Wayne A. Pflughaupt said:


> It is to me. The Sunfire doesn’t have the 5 dB peak at 60 Hz, and the peak at 100 Hz, is below the nominal level of the frequencies below that point, while the Yamaha’s 100 Hz peak is higher.


Thanks! I'm still learning how to translate these graphs into what I can hear. Maybe the Sunfire's auto-EQ thing detected the 100Hz peak and adjusted that whole band down? As I understand it, the Sunfire has a 4-band graphic EQ.



Wayne A. Pflughaupt said:


> I’m surprised the Sunfire doesn’t have better extension than the Yamaha...


But it DOES! Or at least you'd swear it did if you listened to music on it. What am I missing here? Maybe the reduced boom makes the lows sound lower? It sounds better than I expected for a 9'x9' untreated room.

--mj


----------



## Guest (May 22, 2007)

*Re: Sunfire by itself (in bad room)*



michael_98101 said:


> Here's a cumulative spectral decay of just the subwoofer.

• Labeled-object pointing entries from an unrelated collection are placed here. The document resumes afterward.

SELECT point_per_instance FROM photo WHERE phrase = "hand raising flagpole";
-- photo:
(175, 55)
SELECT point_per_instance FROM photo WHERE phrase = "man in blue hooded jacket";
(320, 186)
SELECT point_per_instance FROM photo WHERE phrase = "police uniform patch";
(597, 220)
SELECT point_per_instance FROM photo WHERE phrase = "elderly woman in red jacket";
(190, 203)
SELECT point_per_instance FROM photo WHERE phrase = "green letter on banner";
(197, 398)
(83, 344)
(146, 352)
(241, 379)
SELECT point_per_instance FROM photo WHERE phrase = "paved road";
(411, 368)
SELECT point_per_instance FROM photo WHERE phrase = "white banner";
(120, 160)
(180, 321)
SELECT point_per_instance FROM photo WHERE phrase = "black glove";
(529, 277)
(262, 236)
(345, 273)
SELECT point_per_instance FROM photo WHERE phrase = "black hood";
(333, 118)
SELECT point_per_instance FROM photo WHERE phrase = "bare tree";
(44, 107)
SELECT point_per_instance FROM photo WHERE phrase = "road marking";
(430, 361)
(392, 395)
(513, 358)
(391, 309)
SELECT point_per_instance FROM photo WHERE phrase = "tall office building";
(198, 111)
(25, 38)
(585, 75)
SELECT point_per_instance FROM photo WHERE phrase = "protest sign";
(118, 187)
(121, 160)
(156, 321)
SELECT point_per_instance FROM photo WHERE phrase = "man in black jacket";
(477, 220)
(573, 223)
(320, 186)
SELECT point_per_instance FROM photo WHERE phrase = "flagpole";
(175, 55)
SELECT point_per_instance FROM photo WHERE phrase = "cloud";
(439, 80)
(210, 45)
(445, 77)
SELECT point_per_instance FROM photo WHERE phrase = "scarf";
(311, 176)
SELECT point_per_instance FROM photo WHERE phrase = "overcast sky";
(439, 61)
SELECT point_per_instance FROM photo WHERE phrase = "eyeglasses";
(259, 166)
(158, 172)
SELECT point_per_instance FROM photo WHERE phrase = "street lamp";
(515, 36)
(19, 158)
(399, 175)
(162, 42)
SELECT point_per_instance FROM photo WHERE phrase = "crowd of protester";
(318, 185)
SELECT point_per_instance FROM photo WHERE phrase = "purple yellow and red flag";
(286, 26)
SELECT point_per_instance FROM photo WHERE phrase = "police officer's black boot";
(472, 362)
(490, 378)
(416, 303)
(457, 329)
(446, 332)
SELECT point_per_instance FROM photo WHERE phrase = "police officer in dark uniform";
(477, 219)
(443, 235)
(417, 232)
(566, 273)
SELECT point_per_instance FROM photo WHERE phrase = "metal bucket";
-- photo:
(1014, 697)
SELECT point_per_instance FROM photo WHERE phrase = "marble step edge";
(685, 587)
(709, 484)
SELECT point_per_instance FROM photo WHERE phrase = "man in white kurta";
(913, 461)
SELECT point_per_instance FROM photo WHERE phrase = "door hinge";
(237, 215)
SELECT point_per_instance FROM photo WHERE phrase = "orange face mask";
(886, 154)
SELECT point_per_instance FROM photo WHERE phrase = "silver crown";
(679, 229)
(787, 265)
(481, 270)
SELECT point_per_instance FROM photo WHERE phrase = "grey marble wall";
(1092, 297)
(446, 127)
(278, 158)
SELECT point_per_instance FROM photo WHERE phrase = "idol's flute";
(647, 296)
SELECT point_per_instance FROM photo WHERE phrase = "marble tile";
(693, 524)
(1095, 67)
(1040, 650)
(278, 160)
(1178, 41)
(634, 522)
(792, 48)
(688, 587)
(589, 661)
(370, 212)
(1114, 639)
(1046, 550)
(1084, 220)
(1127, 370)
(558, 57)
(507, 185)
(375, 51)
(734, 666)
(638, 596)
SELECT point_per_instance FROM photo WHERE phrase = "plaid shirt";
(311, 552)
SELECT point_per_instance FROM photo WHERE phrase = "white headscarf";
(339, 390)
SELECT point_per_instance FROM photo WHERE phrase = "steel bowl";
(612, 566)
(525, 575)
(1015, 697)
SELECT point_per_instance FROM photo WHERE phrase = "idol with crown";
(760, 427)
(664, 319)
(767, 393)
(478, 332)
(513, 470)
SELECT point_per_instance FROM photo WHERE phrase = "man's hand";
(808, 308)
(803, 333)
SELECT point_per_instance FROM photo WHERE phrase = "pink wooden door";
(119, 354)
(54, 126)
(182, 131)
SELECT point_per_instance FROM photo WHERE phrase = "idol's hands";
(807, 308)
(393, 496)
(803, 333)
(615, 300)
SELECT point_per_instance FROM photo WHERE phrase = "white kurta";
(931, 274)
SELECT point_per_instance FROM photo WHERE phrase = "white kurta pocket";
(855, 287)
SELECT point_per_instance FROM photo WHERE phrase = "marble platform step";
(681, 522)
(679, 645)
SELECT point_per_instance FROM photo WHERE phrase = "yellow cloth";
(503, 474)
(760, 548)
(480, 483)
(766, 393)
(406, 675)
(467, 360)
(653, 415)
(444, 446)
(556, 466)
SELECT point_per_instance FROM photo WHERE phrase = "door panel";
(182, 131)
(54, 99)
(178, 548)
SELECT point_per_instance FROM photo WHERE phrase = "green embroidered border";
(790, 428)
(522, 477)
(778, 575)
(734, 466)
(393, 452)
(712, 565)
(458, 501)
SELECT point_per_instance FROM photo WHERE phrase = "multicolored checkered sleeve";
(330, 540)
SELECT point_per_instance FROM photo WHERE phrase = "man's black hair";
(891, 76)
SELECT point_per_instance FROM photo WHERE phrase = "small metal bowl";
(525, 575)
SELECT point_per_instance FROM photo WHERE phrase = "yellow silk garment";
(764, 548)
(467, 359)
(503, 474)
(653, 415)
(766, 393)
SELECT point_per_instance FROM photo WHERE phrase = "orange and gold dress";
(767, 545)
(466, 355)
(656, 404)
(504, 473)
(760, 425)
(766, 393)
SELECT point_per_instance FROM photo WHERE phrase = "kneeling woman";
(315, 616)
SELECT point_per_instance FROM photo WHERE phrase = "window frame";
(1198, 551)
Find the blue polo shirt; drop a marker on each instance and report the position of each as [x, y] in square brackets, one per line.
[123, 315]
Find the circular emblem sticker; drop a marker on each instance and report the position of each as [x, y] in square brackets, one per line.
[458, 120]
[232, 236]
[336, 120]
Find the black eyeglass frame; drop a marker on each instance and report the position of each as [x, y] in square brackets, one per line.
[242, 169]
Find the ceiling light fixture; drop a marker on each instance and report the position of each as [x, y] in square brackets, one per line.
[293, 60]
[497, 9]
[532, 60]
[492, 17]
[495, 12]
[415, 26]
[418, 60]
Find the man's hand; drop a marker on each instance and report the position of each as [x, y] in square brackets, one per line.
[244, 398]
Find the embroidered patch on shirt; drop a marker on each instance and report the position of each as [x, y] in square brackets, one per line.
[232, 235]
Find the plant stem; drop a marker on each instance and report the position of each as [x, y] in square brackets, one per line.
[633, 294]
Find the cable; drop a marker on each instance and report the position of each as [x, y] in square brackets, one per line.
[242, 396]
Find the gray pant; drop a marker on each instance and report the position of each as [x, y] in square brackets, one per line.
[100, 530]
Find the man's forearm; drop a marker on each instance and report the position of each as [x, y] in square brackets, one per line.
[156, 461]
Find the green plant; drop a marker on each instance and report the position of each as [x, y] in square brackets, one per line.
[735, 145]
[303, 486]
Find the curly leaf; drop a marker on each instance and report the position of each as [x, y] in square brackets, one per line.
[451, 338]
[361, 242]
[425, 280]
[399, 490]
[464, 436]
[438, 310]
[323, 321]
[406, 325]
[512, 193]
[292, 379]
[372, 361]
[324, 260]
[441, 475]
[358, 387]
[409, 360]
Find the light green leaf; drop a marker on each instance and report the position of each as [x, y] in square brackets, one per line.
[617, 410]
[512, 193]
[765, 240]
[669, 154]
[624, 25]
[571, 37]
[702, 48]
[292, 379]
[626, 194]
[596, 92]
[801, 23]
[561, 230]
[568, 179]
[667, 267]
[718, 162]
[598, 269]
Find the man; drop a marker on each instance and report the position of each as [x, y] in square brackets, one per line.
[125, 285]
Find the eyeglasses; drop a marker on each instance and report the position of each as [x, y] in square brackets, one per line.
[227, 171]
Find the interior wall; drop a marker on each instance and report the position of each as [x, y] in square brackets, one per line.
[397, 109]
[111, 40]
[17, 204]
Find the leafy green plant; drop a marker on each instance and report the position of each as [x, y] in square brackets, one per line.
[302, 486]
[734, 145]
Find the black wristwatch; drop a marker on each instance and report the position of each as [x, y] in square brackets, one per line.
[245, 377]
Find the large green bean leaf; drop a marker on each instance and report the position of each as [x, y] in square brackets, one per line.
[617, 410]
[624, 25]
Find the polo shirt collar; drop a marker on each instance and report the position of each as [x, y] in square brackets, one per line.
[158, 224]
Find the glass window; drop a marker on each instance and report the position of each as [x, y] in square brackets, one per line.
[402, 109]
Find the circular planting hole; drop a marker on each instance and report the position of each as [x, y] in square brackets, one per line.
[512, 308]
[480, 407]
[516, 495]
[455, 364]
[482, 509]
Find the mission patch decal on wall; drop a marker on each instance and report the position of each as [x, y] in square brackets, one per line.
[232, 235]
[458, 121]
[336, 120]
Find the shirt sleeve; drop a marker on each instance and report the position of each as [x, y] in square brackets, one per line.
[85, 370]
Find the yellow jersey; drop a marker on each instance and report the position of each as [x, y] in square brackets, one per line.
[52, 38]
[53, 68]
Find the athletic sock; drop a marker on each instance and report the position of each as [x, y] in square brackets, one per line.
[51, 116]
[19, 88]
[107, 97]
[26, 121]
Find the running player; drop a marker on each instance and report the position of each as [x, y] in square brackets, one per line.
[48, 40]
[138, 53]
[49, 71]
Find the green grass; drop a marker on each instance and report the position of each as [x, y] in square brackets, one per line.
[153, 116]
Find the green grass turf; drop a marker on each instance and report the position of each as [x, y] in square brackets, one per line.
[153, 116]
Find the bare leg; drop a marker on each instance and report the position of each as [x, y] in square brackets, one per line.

I'm having trouble getting a good measurement because other stuff in the room starts shaking and buzzing.
> 
> Looks like the deepest null is around 85Hz.
> 
> --mj


Is the room ringing at 25Hz pretty typical? Any other observations about this graph?

--mj


----------



## Wayne A. Pflughaupt (Apr 13, 2006)

Probably. Even if you have bass traps, they don’t usually work down that low.

Regards,
Wayne


----------